Título: O valor da gorjeta
Autor: Maria Cristina Fernandes
Fonte: Valor Econômico, 16/09/2005, Política, p. A6
Em 30 de julho de 2002, data do cheque apresentado pelo dono de restaurantes da Câmara, Severino Cavalcanti era o primeiro-secretário da mesa diretora que comandou a Casa durante os dois últimos anos do mandato do presidente Fernando Henrique Cardoso. A Câmara era presidida pelo atual governador de Minas Gerais, Aécio Neves que, segundo o blog do jornalista Jorge Moreno, ligou ontem para solidarizar-se com o deputado. Severino ocupava o terceiro cargo na hierarquia da Mesa. A ocorrência anterior ao exercício da presidência da Câmara não comuta a falta cometida por Severino Cavalcanti, incompatível com o comando da Casa e com o próprio mandato de deputado federal. Empréstimo ou propina, o cheque de R$ 7,5 mil é a materialização da política de favores com que ascendeu de João Alfredo para a Câmara dos Deputados. Foi assim que Biu Relojoeiro, no excepcional perfil traçado pelo escritor pernambucano Raimundo Carrero, saiu da condição de político obscuro de seu Estado para o terceiro cargo da República. Serviu indiscriminadamente a poderosos de seu Estado e a conterrâneos bêbados e indocumentados. Nunca amealhou fortuna com isso, mas fez uma formidável carreira. Alcançou a façanha de chegar à Mesa da Câmara em 1997, durante seu primeiro mandato como deputado federal. E foi pela bem sucedida gestão de seu modo de fazer política que Severino logrou nunca deixar a Mesa até obter os espetaculares 300 votos com que chegou à presidência da Casa. Antes do cargo na gestão Aécio, havia sido 2 ºvice-presidente das duas Mesas presididas por Michel Temer (PMDB-SP), entre 1997 e 2000. Na primeira Mesa petista da Câmara comandada pelo deputado João Paulo (SP), durante os primeiros dois anos do governo Luiz Inácio Lula da Silva, foi 2º secretário. É improvável que o cheque tenha sido um acidente de percurso na carreira de Severino. Mas também não é aceitável que os integrantes da mesa diretora da Câmara negligenciem o acompanhamento da execução de seu milionário orçamento. O valor do cheque é compatível com a prática dos pequenos favores que aculturou Severino na política brasileira. Mas o orçamento da Câmara pode se prestar a muito mais que isso. E a biografia dos ocupantes de suas secretarias e vice-presidências também. Em 2005 a previsão orçamentária da Câmara é de R$ 2,5 bilhões, o equivalente à dotação de quatro ministérios somados: Cultura, Esportes, Turismo e Desenvolvimento, Indústria e Comércio Exterior.

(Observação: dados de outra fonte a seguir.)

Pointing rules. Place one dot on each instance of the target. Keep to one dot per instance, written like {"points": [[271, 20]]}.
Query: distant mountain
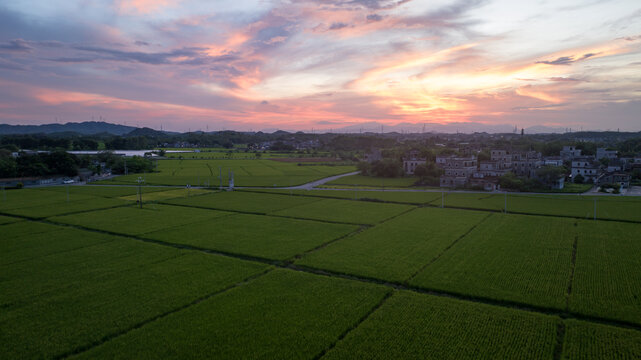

Orçamento da Câmara segue sem fiscalização
Com acesso privilegiado à execução orçamentária do Executivo, os parlamentares costumam municiar os jornalistas com os deslizes da administração direta. Serve-se, assim, à guerra de interesses entre o Executivo e o Legislativo. Na mão inversa, não se acompanha a fiscalização sobre os gastos do Legislativo, em grande parte pela inércia da pauta jornalística. Quando o Congresso é o alvo, o interesse limita-se à grita udenista das mordomias salariais, passagens aéreas ou auxílio-moradia. Não se investigam os grandes contratos da administração parlamentar pela mesma razão porque os grandes negócios da República também passam ao largo do Congresso Nacional. Roberto Jefferson tocou de raspão em alguns deles. Obviamente aqueles que lhe interessavam. Foi cassado porque o Congresso Nacional não é o lugar adequado para se obter delação premiada. Se quer realmente fazer o serviço completo, que agora se apresente à polícia. Sem a teatralidade de Jefferson, Severino também escancarou o modo de fazer política na Câmara dos Deputados. Depois do choque de sua eleição e da nomeação do filho, Severino passou um período de lua-de-mel com a opinião pública pela defesa empedernida da derrubada da MP 232. Foi disputado pelas associações empresariais de todo o país e com elas celebrou a derrota do governo. Seu afastamento tornou-se inexorável desde que defendeu a negociação das cassações e a gradação das penas. Esta tem sido a pauta das lideranças políticas de todas as crises por que passou o Congresso Nacional. O político dos favores pecou pela ingenuidade de divulgar o jogo. Foi por isso que apareceu o valor da gorjeta.